McLachlan's statement came days after Joshua Powell left his Utah home to travel 900 miles to Washington state to spend the holidays with family there and attend a vigil for his missing wife.
Neighbors were dumbfounded that Joshua Powell left town in the middle of the search for his wife.
"If it were me and my husband were missing, I would not have left at all," said neighbor Sherry Clauson. "My family would have come to me."
According to legal experts, however, police have no evidence a crime has been committed and not arresting Powell could be part of a larger strategy.
"You want to gather as much information as quickly as possible," ABC News consultant and former FBI agent Brad Garrett told "Good Morning America." "By calling someone a suspect or a person of interest, you're basically telling them that's the only thing that you have at this point.
"Leave him out there as long as you can, collect as much evidence as you can," he said.
The danger of having only one person of interest, Garrett said, is tunnel vision.
"Clearly that's an issue... What you don't want to do is only focus on the husband. What you try to do is eliminate him. What can I do to take them out of the case? When you can't do that, that helps you move forward."

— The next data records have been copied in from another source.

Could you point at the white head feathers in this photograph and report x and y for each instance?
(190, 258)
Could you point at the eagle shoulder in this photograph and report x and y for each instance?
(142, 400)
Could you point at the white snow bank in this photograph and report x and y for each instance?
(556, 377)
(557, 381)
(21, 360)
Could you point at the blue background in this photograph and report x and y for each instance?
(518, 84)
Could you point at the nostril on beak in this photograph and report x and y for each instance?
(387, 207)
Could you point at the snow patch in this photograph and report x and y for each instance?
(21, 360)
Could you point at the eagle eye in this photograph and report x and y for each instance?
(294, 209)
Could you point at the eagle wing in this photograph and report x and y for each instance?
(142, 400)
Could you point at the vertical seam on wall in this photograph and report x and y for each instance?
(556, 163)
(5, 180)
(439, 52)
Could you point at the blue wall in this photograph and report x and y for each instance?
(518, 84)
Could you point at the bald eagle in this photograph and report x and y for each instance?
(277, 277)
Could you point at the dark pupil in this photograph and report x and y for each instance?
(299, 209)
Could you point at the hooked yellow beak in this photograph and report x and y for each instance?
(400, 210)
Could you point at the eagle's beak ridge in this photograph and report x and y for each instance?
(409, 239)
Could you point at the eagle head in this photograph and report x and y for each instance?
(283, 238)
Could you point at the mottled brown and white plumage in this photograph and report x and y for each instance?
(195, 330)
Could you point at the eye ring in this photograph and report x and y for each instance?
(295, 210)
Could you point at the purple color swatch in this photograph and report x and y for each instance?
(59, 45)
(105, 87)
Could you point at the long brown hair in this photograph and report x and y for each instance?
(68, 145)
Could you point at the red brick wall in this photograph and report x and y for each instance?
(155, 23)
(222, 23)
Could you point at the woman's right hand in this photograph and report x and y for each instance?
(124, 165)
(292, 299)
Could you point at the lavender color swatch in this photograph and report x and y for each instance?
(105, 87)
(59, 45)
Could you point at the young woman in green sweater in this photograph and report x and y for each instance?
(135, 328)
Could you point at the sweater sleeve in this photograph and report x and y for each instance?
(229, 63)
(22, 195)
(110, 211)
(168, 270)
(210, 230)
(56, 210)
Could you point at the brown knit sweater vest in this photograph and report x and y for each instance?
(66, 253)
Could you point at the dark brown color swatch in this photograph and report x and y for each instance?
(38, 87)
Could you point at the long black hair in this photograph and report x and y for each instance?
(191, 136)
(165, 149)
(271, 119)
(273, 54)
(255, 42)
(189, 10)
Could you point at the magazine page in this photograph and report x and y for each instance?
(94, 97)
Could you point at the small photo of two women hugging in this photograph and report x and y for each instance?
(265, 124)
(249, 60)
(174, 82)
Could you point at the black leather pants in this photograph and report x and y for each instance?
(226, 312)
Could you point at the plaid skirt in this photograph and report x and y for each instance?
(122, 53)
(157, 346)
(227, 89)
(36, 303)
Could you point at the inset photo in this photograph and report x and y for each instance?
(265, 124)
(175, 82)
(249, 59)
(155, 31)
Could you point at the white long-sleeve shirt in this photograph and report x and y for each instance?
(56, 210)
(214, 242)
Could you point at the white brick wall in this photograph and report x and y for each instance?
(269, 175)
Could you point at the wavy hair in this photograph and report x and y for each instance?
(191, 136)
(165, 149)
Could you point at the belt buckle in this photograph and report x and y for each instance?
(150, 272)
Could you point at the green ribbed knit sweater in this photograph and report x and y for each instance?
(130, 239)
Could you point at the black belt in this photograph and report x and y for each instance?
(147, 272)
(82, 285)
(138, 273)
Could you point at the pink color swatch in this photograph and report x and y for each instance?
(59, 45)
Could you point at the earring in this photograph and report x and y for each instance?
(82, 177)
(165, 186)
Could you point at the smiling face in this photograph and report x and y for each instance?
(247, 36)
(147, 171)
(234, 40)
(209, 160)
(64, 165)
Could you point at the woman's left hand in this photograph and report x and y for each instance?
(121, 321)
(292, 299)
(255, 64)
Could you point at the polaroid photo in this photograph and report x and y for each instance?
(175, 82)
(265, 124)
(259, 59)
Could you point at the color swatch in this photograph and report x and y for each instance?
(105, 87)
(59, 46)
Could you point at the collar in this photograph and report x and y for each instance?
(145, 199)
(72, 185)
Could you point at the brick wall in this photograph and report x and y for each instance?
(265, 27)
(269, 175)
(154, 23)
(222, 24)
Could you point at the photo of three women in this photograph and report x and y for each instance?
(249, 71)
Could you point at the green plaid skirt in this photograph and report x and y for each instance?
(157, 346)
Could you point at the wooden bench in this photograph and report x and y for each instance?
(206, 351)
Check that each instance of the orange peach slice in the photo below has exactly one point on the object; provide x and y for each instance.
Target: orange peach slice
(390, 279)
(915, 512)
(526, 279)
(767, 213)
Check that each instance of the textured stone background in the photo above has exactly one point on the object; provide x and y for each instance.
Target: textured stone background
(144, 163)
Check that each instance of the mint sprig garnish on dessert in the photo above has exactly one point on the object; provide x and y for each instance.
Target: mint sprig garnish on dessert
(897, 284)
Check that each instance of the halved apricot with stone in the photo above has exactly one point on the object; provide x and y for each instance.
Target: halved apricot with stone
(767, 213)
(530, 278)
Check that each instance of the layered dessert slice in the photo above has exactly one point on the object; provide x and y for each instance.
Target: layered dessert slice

Susan Powell, 28, has been missing since Dec. 6 after Joshua Powell, 34, last saw her in the couple's home before he took their sons on a late-night camping trip into a freezing winter storm. Last minute overnight camping trips were not unusual for him, Powell claims.
Joshua Powell's father, Steven Powell, said his son has been "vilified" by speculation.

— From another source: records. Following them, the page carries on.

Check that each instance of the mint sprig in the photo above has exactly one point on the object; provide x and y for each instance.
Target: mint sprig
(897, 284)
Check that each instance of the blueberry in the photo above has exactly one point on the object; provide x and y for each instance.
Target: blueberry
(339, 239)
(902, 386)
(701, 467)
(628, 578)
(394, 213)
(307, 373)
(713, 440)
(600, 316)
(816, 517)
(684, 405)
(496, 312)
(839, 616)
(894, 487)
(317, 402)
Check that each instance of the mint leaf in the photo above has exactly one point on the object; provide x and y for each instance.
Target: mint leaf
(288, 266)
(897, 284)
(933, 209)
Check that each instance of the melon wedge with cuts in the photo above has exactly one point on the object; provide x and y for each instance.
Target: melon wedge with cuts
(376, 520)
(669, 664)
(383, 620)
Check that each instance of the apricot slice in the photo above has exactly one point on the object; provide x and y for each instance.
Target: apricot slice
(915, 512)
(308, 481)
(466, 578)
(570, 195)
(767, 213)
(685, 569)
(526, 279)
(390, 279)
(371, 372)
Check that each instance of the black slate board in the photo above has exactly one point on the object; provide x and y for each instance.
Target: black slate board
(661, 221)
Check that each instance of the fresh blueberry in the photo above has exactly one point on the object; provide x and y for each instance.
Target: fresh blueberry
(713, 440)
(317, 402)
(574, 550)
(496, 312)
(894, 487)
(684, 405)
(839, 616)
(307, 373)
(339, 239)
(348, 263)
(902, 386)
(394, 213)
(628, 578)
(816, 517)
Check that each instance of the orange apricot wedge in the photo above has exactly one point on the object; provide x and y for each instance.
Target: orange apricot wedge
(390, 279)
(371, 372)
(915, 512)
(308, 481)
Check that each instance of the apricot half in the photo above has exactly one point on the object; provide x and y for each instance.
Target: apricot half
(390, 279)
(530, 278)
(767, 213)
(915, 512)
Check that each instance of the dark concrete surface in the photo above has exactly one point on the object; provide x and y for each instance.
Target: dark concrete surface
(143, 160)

"The whole thing has just turned into a vilification of Josh, and it will turn into a vilification of me, my ex-wife and my other kids," Steven Powell told The Salt Lake Tribune Sunday.

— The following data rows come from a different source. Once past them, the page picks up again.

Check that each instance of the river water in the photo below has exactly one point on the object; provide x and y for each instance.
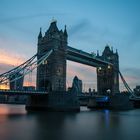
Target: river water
(17, 124)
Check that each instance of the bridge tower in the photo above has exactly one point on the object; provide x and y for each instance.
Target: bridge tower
(108, 76)
(51, 75)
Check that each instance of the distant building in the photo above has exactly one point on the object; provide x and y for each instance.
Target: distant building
(78, 84)
(16, 84)
(28, 88)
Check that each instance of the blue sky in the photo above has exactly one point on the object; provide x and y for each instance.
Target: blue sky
(91, 24)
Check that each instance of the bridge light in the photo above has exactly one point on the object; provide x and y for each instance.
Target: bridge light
(109, 67)
(44, 62)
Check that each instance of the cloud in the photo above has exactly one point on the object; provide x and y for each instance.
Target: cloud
(85, 73)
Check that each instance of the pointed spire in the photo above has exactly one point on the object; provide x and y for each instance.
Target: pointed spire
(97, 53)
(53, 26)
(40, 34)
(116, 51)
(112, 48)
(65, 31)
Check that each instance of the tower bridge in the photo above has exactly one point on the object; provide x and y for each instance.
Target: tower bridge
(52, 55)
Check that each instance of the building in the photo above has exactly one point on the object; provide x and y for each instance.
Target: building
(16, 84)
(51, 76)
(137, 90)
(78, 84)
(108, 76)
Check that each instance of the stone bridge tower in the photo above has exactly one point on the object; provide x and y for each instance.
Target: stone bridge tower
(51, 76)
(108, 76)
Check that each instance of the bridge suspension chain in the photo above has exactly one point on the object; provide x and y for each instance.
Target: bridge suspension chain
(23, 69)
(126, 85)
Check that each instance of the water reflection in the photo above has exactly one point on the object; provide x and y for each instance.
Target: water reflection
(17, 124)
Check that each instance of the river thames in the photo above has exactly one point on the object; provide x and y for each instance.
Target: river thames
(17, 124)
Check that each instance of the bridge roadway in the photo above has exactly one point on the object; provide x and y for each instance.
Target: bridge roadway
(85, 58)
(22, 92)
(36, 93)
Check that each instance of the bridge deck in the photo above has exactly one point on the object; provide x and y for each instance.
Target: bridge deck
(22, 92)
(85, 58)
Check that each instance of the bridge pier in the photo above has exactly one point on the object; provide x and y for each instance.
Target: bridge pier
(54, 101)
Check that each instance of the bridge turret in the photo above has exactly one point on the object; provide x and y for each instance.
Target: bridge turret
(108, 76)
(52, 75)
(40, 34)
(65, 32)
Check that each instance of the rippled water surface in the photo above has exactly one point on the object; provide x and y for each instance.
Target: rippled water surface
(17, 124)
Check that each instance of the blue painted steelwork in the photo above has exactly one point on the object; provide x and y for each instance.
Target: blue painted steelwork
(102, 99)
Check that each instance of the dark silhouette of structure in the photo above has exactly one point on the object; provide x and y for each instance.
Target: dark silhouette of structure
(108, 76)
(78, 84)
(16, 84)
(51, 75)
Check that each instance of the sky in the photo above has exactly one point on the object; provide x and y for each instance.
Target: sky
(91, 25)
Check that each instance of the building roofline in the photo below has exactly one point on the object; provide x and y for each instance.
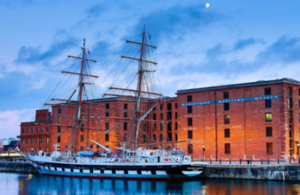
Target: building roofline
(283, 80)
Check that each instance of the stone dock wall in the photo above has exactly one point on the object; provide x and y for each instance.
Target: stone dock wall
(262, 172)
(20, 167)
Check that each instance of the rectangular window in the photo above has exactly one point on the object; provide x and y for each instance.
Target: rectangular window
(226, 106)
(269, 148)
(154, 137)
(289, 91)
(169, 136)
(154, 116)
(169, 115)
(169, 126)
(190, 148)
(269, 131)
(268, 103)
(161, 116)
(226, 95)
(189, 98)
(169, 106)
(227, 133)
(190, 109)
(190, 134)
(290, 116)
(268, 91)
(268, 117)
(190, 122)
(226, 119)
(227, 148)
(290, 104)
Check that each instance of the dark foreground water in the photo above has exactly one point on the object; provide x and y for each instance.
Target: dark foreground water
(14, 183)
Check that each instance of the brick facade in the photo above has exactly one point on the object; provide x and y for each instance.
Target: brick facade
(248, 135)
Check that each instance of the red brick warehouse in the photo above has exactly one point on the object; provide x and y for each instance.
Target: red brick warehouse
(249, 120)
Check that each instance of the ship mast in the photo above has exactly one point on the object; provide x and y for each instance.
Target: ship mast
(141, 89)
(83, 73)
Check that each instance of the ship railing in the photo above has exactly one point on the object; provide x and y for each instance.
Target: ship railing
(245, 161)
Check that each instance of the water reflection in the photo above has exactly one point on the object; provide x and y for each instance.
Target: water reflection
(12, 183)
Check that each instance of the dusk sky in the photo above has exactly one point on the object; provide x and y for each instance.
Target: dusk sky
(226, 42)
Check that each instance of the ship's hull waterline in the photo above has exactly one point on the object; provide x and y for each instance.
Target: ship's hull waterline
(125, 171)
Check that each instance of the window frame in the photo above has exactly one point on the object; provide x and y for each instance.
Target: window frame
(227, 148)
(268, 120)
(226, 94)
(227, 133)
(268, 91)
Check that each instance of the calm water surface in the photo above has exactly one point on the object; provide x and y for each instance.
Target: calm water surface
(14, 183)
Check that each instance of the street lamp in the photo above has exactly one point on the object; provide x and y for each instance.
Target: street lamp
(203, 148)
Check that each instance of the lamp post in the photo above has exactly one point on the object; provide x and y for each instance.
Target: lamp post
(203, 148)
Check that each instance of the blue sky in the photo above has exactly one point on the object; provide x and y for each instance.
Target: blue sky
(228, 42)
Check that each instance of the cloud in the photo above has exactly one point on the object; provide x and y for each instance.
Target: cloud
(284, 50)
(243, 43)
(33, 55)
(11, 119)
(176, 20)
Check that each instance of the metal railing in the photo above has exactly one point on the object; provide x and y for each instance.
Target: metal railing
(246, 161)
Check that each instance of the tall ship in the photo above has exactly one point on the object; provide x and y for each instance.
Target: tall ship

The Tribune reported Monday that friends of Susan Powell said the missing woman told them last year she feared Joshua Powell would kidnap their children if the couple divorced.
Though he initially spoke to investigators, Joshua Powell has gone silent, drawing ire from investigators and suspicion from Susan's family.
He failed to show up for a scheduled interview with police Dec. 14, and the following day answered only a handful of detectives' questions, McLachlan said. Powell was later named a person of interest by police.
Chuck Cox, Susan Powell's father, initially defended Joshua Powell but has since wavered.
"I don't know until we get some solid info about what really happened that night, that morning, that day," Cox said Sunday. "Still a lot of unanswered questions."
Cox indicated to "Good Morning America" last week that he began doubting Joshua's story.